Le socialiste français Gilles Savary, tout en se félicitant de la réaction rapide des pays concernés (France et Espagne), a invité les pays de l'Union à éviter: - d'accepter l'idée d'armer des navires civils, qui aurait des conséquences dangereuses ; - de laisser déraper ce phénomène (éventuellement vers le terrorisme) ; - de laisser les États membres agir « en ordre séparé ». La solidarité s'impose, soutient M. Savary: ceux qui n'ont pas le moyen de se protéger doivent l'être par ceux qui les ont. Et il conclut: « La criminalité est dans la nature de l'homme, mais sa légitimité se nourrit du désespoir des peuples » ; il importe donc d'aider ceux qui vivent dans la privation. Du côté du PPE/DE, sa compatriote Margie Sudre est d'accord: il faut aider les pays concernés à retrouver la stabilité politique et à sortir de la pauvreté, et la seule solution durable est politique et diplomatique. Si on veut des résultats dans la lutte contre la piraterie, il faut en avoir les moyens, ajoute l'Espagnole Carmen Fraga Estevez (PPE/DE), auteur d'un amendement budgétaire, qui propose de consacrer 2 millions d'euros à une étude de faisabilité sur les instruments auxquels on pourrait avoir recours. Dans le même groupe, Daniel Varelas Suanzes-Carpegna a rappelé que l'Espagne a attiré déjà il y a longtemps l'attention du Conseil et de la Commission sur ce problème, et qu'elle a pris l'initiative de faire survoler certaines zones par des avions de reconnaissance, dans un but de dissuasion. La pêche ne doit pas devenir une activité à haut risque, estime l'élu espagnol. Le Grec Giorgios Dimitrakopoulos (PPE/DE) est également favorable à une intervention aérienne dans les zones concernées, et demande que l'on modernise le droit de la mer pour améliorer les bases juridiques des mesures qu'on pourrait être obligés de prendre.
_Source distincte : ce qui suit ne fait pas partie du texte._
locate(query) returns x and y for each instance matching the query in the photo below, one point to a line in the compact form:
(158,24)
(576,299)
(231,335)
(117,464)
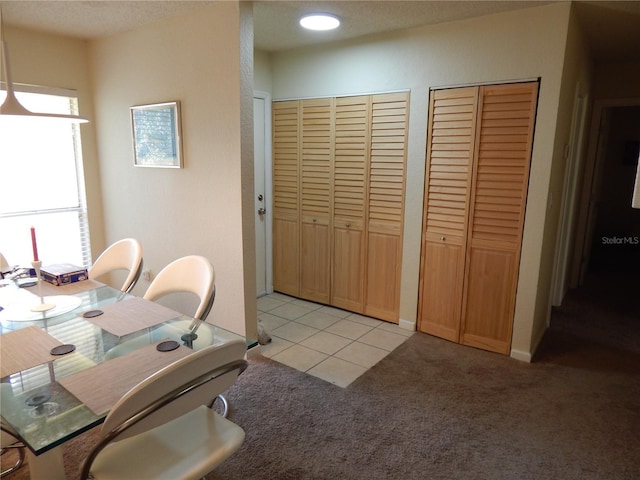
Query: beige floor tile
(348,329)
(289,311)
(336,312)
(281,296)
(271,322)
(382,339)
(294,332)
(371,322)
(361,354)
(318,319)
(268,303)
(337,371)
(275,346)
(326,342)
(393,328)
(299,357)
(306,304)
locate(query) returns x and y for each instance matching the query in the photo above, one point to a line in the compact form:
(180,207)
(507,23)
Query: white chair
(190,274)
(8,442)
(125,254)
(4,265)
(163,429)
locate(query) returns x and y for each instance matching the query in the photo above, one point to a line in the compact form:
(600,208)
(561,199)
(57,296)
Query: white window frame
(81,207)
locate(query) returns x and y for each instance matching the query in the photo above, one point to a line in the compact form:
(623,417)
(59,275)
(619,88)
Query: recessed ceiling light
(320,21)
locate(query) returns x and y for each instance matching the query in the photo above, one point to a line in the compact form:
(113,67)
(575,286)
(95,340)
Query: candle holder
(42,306)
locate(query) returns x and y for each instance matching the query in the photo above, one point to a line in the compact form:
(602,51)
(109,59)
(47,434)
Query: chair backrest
(193,274)
(176,390)
(125,254)
(4,265)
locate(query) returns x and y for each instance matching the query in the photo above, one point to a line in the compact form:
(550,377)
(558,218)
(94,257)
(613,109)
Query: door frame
(266,97)
(575,158)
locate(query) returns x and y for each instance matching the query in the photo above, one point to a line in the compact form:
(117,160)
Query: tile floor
(332,344)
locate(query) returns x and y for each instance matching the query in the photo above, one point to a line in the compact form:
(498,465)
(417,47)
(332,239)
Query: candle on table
(34,244)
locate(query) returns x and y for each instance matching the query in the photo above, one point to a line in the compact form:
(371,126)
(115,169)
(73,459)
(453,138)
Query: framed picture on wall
(157,135)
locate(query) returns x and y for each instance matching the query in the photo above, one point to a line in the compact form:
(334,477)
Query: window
(42,183)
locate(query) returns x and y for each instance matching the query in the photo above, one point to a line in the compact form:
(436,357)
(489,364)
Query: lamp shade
(11,106)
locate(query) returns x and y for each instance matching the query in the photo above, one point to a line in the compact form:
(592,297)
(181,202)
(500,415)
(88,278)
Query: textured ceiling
(613,27)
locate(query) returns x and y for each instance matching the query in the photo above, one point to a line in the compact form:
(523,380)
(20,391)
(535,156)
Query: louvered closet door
(450,153)
(349,201)
(315,198)
(506,119)
(286,212)
(386,205)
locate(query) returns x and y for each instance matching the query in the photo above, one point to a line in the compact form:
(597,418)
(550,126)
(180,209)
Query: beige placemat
(68,289)
(100,387)
(131,315)
(25,348)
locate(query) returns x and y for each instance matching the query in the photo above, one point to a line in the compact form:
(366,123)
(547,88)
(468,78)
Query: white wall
(195,59)
(524,44)
(576,80)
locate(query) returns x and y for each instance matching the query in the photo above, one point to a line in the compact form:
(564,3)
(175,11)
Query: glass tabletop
(35,403)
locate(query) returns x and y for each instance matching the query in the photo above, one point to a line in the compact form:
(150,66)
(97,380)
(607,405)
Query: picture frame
(157,135)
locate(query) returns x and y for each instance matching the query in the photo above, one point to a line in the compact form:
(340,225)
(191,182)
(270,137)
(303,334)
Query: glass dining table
(64,368)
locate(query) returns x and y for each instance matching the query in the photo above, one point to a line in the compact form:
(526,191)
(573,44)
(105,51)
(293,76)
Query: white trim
(402,90)
(407,324)
(480,84)
(575,159)
(253,351)
(268,185)
(23,87)
(521,355)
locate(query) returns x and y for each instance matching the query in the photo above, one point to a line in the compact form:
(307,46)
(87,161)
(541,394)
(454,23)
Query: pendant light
(11,106)
(635,200)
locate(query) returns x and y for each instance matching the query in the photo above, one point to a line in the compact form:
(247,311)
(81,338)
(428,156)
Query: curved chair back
(125,254)
(193,274)
(9,440)
(170,394)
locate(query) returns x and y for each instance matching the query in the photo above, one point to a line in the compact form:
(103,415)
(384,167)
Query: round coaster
(167,346)
(63,349)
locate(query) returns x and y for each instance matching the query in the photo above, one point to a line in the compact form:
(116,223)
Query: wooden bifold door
(338,183)
(477,171)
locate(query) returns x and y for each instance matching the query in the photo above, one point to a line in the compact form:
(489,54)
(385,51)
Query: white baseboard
(252,352)
(521,355)
(407,324)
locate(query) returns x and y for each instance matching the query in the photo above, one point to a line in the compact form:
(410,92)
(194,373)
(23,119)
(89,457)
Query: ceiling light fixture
(320,21)
(11,106)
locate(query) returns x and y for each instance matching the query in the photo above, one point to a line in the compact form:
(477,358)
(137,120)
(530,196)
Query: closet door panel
(383,267)
(506,120)
(389,121)
(314,271)
(315,197)
(488,323)
(450,153)
(352,134)
(442,287)
(286,210)
(348,268)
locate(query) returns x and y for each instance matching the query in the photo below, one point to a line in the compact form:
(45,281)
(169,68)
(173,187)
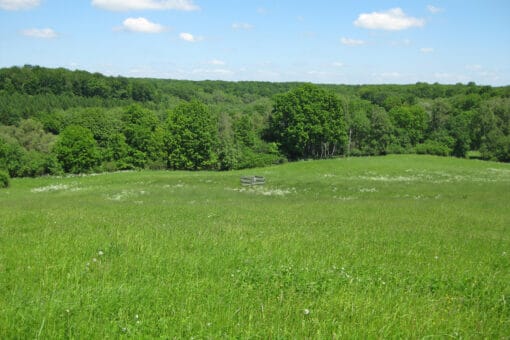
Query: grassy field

L'idée d'une intervention musclée de l'Union contre les actes de piraterie ne plaît pas à tout le monde. Pour des raisons différentes: la Verte allemande Angelika Beer se méfie d'actions à l'allure militaire, alors que le conservateur britannique Geoffrey Van Orden estime qu'il s'agit d'une affaire pour l'OTAN.
Non, a répliqué le président du Conseil: l'OTAN n'a pas compétence en la matière, elle a un mandat pour le terrorisme et « ce n'est pas la même chose ». Et il s'est félicité de la réaction concrète de certains États, qui, par une « réponse militaire adaptée, ont donné des signaux forts permettant d'épargner des vies ». (L.G.)